L’économiste Carlota Perez a présenté sa vision de l’évolution des vagues d’innovation technologique, dans son ouvrage majeur, (« Technological Revolutions and Financial Capital : The Dynamics of Bubbles and Golden Ages », Edward Elgar Publishing), paru en 2002. Elle est intervenue lors de l’édition 2022 de l’USI, événement organisé par Octo Technology.

En 250 ans, cinq révolutions technologiques se sont succédé. A partir de 1771, ce fut la révolution industrielle et à partir de 1829, l’âge d’or de la vapeur, du charbon et des chemins de fer. A la fin du XIXème siècle, la troisième révolution industrielle correspond au développement des usages de l’acier, de l’électricité et de la chimie. Au début du XXème siècle se renforce l’industrie automobile, du pétrole et de la production de masse. La cinquième révolution industrielle démarre, selon Carlota Perez, an début des années 1970, avec la diffusion des technologies de l’information et des télécommunications, grâce aux micro-processeurs. La révolution technologique a été, selon Carlota Perez, « le big bang d’un nouvel univers, en particulier avec des puces puissantes, peu coûteuses qui ont ouvert un champ d’opportunités pour l’économie. »

Des foyers géographiques d’innovation

Chaque révolution industrielle naît dans un pays particulier ou une région (le Lancashire, la Silicon Valley…) : les deux premières sont apparues en Angleterre, les deux dernières aux Etats-Unis. « Elles se caractérisent par une nouvelle infrastructure, des ressources à prix bas et plusieurs technologies qui transforment les marchés, les structures de coûts et la palette d’opportunités, ce qui a pour effet de générer des économies d’échelle et d’accroître la productivité, mais aussi de détruire des emplois », résume Carlota Perez.

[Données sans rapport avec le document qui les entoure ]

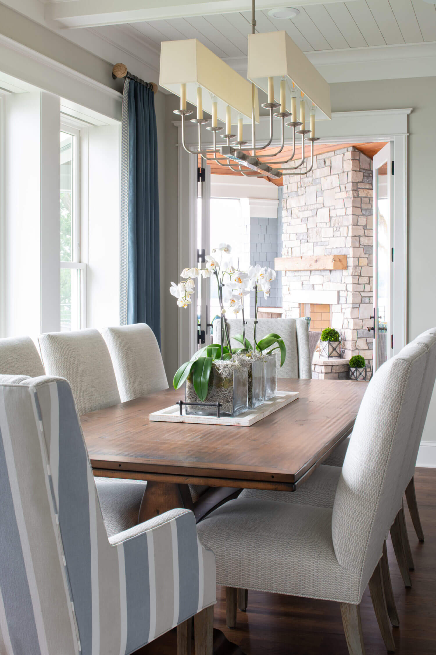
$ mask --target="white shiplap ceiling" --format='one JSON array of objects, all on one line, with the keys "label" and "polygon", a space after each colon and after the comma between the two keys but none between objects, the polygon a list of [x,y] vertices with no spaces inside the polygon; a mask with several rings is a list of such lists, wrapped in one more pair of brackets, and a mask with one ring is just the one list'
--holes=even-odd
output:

Les révolutions industrielles passent par quatre phases de développement. La première est la période d’installation, les technologies se diffusent progressivement (chemins de fer, aviation, électricité, automobile, Internet…), c’est une époque de prospérité, mais qui ne concerne pas tous les secteurs, tous les pays ou toutes les régions. La deuxième phase est celle du « point de bascule » (Turning Point), souvent lorsque les bulles éclatent après des périodes de spéculation, on l’a vu aussi bien sur les chemins de fer qu’avec Internet. « Cela sème le doute et la confusion », note l’économiste.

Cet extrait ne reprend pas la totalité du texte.